不好意思,耽误您时间。我们娘俩,今天真是特意来的。开了四个多小时的车,从邻省的清江市。”
清江市?来来心里咯噔一下。那里,市中心最繁华的步行街入口,就有一家王氏饭店的连锁店,规模比这里更大,装修更新潮。
母亲似乎看出了他眼中的疑惑,微笑着继续说,语气像是在分享一个重要的发现:“说起来,我们清江市就有你们王氏饭店的分店,离我家还不远呢。我也去吃过,外卖也点过好几次。”她顿了顿,眼神变得格外认真,像是在进行某种严谨的对比,“可说实话,味道……真的不一样。”
她拿起筷子,轻轻拨开碗面上覆盖着的翠绿黄瓜丝、莹白的绿豆芽和嫩黄的鸡蛋丝。这些新鲜的配菜下面,是粗细均匀、根根分明的手擀面条,呈现出一种柔韧的浅黄色。最关键的,是那覆盖在面条中央,堆成小山状的一勺炸酱。深沉的酱色在青瓷碗的映衬下,显得格外浓郁厚重,油光润泽,仿佛一块凝固的琥珀。酱粒里包裹着大小均匀的肉丁,微微凸起,散发着无法忽视的诱人光泽和浓香。
“您看,”母亲用筷子尖轻轻点了一下那酱,“这酱的颜色,就深得多,油亮亮的,看着就扎实。闻着这香气……”她闭上眼,深深吸了一口气,脸上露出纯粹的享受,“也更厚,更透,有种……说不出的老道劲儿,像是熬了很久很久。不像我们那边店里点的,颜色浅一点,香气也浮一些,总觉得缺了点什么魂儿似的。”她睁开眼,看向来来,笑容里带着点不好意思,“不怕您笑话,我跟我闺女,算是做了个试验。我们在清江店里堂食了一次,又点了两次外卖,味道都差不多。
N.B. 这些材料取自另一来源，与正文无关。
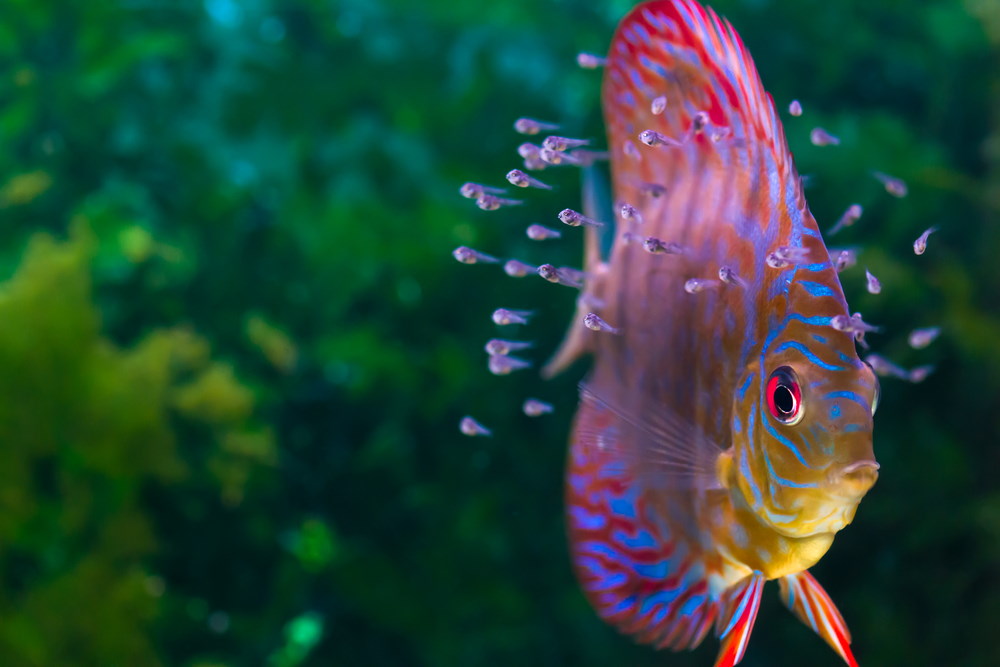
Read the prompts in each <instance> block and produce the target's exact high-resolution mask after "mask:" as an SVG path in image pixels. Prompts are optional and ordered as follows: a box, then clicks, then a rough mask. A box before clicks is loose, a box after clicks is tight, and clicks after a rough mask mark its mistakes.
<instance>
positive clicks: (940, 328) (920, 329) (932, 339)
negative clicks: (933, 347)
mask: <svg viewBox="0 0 1000 667" xmlns="http://www.w3.org/2000/svg"><path fill="white" fill-rule="evenodd" d="M940 334H941V327H927V328H925V329H914V330H913V331H911V332H910V335H909V336H907V342H908V343H909V344H910V347H912V348H913V349H914V350H921V349H923V348H925V347H927V346H928V345H930V344H931V343H933V342H934V339H935V338H937V337H938V336H939V335H940Z"/></svg>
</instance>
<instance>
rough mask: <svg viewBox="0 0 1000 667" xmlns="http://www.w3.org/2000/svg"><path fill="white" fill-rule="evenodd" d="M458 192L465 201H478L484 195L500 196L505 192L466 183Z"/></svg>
mask: <svg viewBox="0 0 1000 667" xmlns="http://www.w3.org/2000/svg"><path fill="white" fill-rule="evenodd" d="M458 191H459V193H461V195H462V196H463V197H465V198H466V199H479V198H480V197H482V196H483V195H485V194H494V195H502V194H504V193H505V192H507V191H506V190H504V189H503V188H491V187H490V186H488V185H480V184H479V183H466V184H465V185H463V186H462V187H460V188H459V189H458Z"/></svg>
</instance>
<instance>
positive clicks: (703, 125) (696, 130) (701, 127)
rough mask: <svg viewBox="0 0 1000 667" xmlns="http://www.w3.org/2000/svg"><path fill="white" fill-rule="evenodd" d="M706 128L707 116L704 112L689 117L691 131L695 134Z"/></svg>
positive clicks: (703, 111)
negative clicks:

可我心里老惦记着几年前在旅游杂志上看到的一篇文章,提到淮海市老店的炸酱面是‘原汁原味’,是来来师傅守着的老手艺。我就想,这‘原汁原味’到底是个什么味?值不值得跑这一趟?”
她说着,目光温柔地转向身边的小女孩,轻轻摸了摸孩子的头:“这丫头,听说要坐好久的车,一开始还闹别扭呢。结果刚才闻着这面的香味,小鼻子就使劲吸啊吸的。”母亲的声音里带着笑意和一丝不易察觉的感慨,“现在啊,就冲这味儿,这趟路,值了!”
小女孩似乎被母亲的话唤醒了一点精神,抬起小脸,大眼睛看向那碗面,又怯生生地抬眼看了看站在旁边的来来。那眼神里有好奇,有疲惫,还有一丝被香味勾起的、小小的期待。
来来站在原地,像被施了定身咒。雅间里空调送着习习凉风,吹在他被后厨高温蒸腾过的皮肤上,却激不起一丝凉意。他只觉得一股滚烫的热流,猛地从脚底板直冲头顶,耳朵里嗡嗡作响,盖过了空调微弱的送风声。母亲清晰的话语,每一个字都像烧红的铁钉,狠狠凿进他连日来被焦虑和质疑反复碾压的心坎里。
“特意来的……四个多小时……清江市就有分店……味道真的不一样……缺了魂儿似的……值了……”
这些词句在他脑海里疯狂冲撞、回响。他仿佛被剥离了现实,站在一个巨大的、空旷的回音壁上,四面八方都是母亲那温和却无比清晰的肯定。他看到了母亲眼中那份纯粹的、因为找到真正美味而闪烁的亮光;他看到了小女孩虽然疲惫,却被面香吸引、微微翕动的小鼻子。这一切,都像一把重锤,砸碎了他心头那层因连锁化压力而凝结的厚厚冰壳。
原来……真的有人知道!真的有人尝得出来!那被标准化流程、被统一料包、被冰冷效率所抹杀掉的差异——那一点点火候的微妙,那一份手工搅动的耐心,那源自父亲、融入他骨血里的“老道劲儿”和“魂儿”!它们并非虚无缥缈的自我安慰,而是真实存在的,是值得一个人,不,是值得一对母女,甘愿驱车四小时,跨越两个省份的距离来追寻的东西!